LA FAMA DE LA POSTERIDAD (MICRORRELATO)

En su lecho de muerte, a edad provecta, Antonio llama a Omobono y Francesco, sus hijos dilectos. Con la mirada débil, los mira sereno, pero en sus ojos hay una última idea que desea transmitir. Los hijos se acercan a su rostro, inquietos. “No lo contéis nunca. Nunca. Sólo así seréis libres”. Lo dice con apenas un hilo de voz. Los hijos intercambian miradas. Comprenden. Asienten. Sentados a ambos lados de la cama, toman cada uno la mano del agonizante. No dicen nada, pero sus caras esbozan un gesto apenas sonriente que muestra que el mensaje ha sido entendido y la promesa, asumida. El padre cierra los ojos y suspira, agradecido. Poco después, sus manos, unidas a las de sus hijos, dejan de ejercer presión. En su funeral, no se escuchó nota alguna.
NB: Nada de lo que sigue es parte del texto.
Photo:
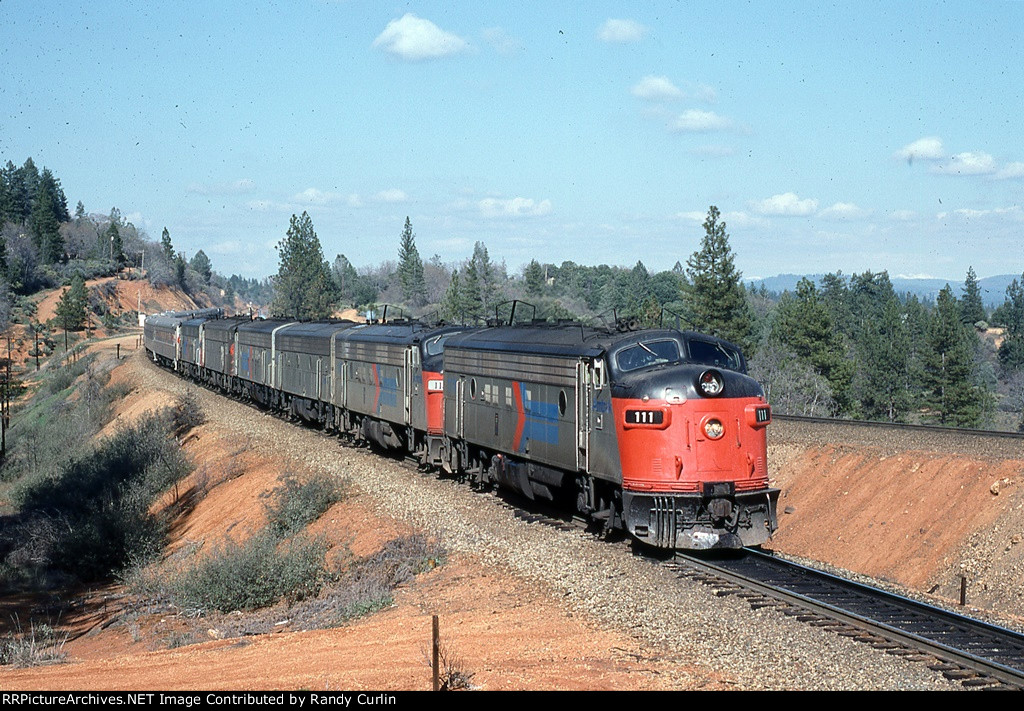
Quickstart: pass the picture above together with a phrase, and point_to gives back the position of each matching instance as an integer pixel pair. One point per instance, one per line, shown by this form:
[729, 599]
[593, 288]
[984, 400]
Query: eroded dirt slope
[920, 510]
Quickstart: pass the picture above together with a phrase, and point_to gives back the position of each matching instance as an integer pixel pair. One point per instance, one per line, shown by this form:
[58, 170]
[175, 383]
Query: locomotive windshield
[715, 353]
[646, 353]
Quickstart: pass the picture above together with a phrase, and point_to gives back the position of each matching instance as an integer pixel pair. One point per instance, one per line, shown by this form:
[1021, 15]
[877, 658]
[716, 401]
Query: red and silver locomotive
[659, 432]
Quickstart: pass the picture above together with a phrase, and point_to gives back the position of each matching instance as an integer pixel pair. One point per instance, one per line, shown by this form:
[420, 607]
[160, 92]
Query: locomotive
[659, 432]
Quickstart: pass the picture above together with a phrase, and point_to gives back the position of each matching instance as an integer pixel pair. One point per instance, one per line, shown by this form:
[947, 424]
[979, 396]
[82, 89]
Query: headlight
[714, 428]
[711, 383]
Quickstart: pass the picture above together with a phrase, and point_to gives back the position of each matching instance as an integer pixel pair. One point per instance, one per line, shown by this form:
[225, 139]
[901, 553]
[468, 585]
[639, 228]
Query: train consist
[659, 432]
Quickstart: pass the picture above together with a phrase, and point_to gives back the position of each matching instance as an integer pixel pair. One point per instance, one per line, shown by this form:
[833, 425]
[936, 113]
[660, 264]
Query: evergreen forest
[844, 345]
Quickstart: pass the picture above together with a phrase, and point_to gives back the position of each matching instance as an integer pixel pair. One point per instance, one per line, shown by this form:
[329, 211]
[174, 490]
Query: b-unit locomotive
[659, 432]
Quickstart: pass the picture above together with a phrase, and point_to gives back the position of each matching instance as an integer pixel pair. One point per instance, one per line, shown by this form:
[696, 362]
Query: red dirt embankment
[919, 513]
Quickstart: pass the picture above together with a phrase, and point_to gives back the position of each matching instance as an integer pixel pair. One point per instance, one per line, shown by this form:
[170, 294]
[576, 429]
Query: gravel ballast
[681, 619]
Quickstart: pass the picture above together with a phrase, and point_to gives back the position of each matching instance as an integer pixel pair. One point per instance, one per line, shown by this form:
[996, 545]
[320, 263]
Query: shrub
[299, 502]
[39, 645]
[187, 413]
[252, 575]
[102, 500]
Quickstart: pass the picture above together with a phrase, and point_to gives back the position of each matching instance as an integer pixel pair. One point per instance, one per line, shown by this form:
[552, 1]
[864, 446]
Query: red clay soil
[904, 517]
[519, 634]
[893, 517]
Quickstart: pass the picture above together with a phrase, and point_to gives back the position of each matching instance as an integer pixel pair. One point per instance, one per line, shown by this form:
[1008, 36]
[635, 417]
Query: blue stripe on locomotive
[541, 421]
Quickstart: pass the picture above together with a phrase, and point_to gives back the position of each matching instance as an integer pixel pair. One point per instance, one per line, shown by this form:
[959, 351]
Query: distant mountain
[993, 289]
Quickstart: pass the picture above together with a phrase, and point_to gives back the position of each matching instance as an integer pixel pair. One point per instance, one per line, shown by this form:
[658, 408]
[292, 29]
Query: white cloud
[416, 39]
[621, 31]
[514, 207]
[968, 164]
[1014, 212]
[786, 204]
[391, 196]
[696, 121]
[313, 196]
[236, 187]
[653, 88]
[1011, 170]
[928, 149]
[714, 151]
[844, 211]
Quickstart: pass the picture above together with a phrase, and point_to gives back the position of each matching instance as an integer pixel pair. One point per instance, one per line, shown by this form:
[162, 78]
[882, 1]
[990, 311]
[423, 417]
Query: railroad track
[901, 426]
[975, 653]
[969, 651]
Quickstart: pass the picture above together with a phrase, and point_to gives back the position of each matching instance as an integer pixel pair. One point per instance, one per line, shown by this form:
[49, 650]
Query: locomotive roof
[562, 339]
[317, 329]
[266, 326]
[394, 332]
[161, 320]
[553, 339]
[227, 323]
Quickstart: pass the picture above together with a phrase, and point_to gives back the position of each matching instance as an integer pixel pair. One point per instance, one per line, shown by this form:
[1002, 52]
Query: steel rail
[950, 654]
[901, 425]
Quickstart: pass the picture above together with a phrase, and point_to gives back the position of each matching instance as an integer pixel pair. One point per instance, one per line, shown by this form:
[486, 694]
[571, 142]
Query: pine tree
[414, 286]
[532, 275]
[71, 310]
[454, 303]
[179, 265]
[883, 356]
[951, 392]
[972, 308]
[117, 244]
[1012, 316]
[201, 265]
[303, 288]
[481, 282]
[46, 227]
[804, 326]
[165, 243]
[714, 295]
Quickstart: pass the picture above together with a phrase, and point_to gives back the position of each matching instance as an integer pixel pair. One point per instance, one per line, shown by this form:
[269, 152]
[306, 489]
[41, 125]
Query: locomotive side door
[460, 407]
[584, 407]
[411, 352]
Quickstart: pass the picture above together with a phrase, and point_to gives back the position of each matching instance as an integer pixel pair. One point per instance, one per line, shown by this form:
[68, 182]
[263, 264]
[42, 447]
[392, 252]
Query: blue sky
[849, 135]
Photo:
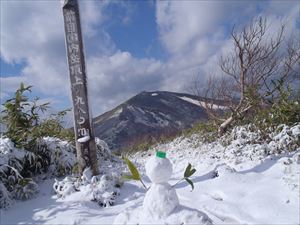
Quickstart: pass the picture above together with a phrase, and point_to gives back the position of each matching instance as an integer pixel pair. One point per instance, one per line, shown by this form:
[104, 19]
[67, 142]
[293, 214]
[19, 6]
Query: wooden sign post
[85, 141]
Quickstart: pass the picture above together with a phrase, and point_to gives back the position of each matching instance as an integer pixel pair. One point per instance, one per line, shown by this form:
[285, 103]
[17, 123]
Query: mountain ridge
[148, 114]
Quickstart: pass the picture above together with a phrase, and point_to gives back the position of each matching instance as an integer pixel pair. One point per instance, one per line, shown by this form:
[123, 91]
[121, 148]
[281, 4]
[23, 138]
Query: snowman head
[159, 170]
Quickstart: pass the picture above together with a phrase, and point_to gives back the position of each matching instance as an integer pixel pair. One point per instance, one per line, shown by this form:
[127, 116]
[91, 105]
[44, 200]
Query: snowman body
[161, 199]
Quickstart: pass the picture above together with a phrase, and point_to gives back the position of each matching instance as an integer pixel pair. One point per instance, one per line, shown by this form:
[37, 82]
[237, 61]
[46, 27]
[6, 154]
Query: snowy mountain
[148, 114]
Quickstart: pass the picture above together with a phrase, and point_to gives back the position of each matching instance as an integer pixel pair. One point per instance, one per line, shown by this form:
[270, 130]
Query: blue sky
[130, 46]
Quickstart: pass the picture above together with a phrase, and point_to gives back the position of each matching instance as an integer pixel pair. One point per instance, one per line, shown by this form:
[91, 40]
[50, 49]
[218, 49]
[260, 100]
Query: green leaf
[127, 177]
[190, 182]
[192, 172]
[187, 170]
[134, 172]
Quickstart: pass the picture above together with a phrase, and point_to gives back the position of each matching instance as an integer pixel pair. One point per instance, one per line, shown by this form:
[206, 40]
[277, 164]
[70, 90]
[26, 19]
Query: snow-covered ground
[237, 182]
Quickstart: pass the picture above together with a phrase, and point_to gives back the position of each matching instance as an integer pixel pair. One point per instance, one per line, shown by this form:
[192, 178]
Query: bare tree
[249, 71]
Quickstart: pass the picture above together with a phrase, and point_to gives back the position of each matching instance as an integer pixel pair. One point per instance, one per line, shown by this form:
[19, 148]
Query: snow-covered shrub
[106, 190]
[25, 189]
[5, 197]
[60, 155]
[102, 189]
[66, 187]
[103, 151]
[285, 138]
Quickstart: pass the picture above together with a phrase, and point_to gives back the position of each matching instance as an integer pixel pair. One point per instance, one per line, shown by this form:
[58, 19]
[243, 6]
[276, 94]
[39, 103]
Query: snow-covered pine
[25, 189]
[5, 197]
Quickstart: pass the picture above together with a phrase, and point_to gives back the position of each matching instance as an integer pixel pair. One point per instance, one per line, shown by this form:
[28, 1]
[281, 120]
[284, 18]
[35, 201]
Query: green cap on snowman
[161, 154]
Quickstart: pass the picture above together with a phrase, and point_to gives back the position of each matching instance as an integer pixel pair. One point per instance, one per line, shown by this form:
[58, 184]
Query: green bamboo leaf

Pero los herederos cumplieron su palabra. Jamás dijeron nada del modo de elegir los mejores ejemplares de arce o abeto rojo; de con qué instrumentos y plantillas serrar las piezas y de cómo ensamblarlas; de qué productos mezclar para crear el mágico el barniz y de qué cantidad aplicar y cuándo hacerlo; del modo en que se captan las resonancias, o incluso del amor entusiasta que hay que aplicar en cada instrumento mientras las manos del lutier aún lo pueden acariciar. Antonio Stradivari pudo irse en paz, sabiendo su legado a salvo. Aún hoy esa paz se difunde por el mundo unas pocas veces al año, gracias a unos sonidos de una belleza inigualable.